Motherboard's bios (standard section) set to auto detect and auto type the primary master and secondary master, as this will give the best chance for full performance of your optical drives. You may choose primary slave and secondary slave set to "none" to prevent the motherboard from hunting for devices that do not exist and save time during startup.
In all cases, use high quality, modern, medium-short length interconnect cables that are not cramped or touching other cables in computer case. There is only one brand of round cable that fully conforms to UDMA specs, but most 80 wire ribbon cables perform well. A powerful, low noise, name brand power supply is also necessary. With these, it is possible to put drives onto seperate power channels to eliminate the power issues that cause additional PIFs.

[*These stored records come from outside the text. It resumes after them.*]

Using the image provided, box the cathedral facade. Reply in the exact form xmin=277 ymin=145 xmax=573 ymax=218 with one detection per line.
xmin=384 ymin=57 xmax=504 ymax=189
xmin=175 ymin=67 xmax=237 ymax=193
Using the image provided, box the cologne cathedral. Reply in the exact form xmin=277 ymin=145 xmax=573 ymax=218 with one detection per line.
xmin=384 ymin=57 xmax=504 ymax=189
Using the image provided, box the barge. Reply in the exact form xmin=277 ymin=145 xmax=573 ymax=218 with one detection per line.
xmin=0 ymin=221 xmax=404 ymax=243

Have a great deal of RAM installed in the computer system to prevent the idiotic, and very slow, trick/issue of Microsoft Windows using the hard drive memory swap file to contain the writing software's buffer. Reducing the writing software's buffer to fit in available free memory is vital to on-the fly duplication. So, have as much free memory as possible/budget allows.
With these issues addressed, you should have full 16x speeds.
Basically, it's having each device on its own controller that will give you the speed you need.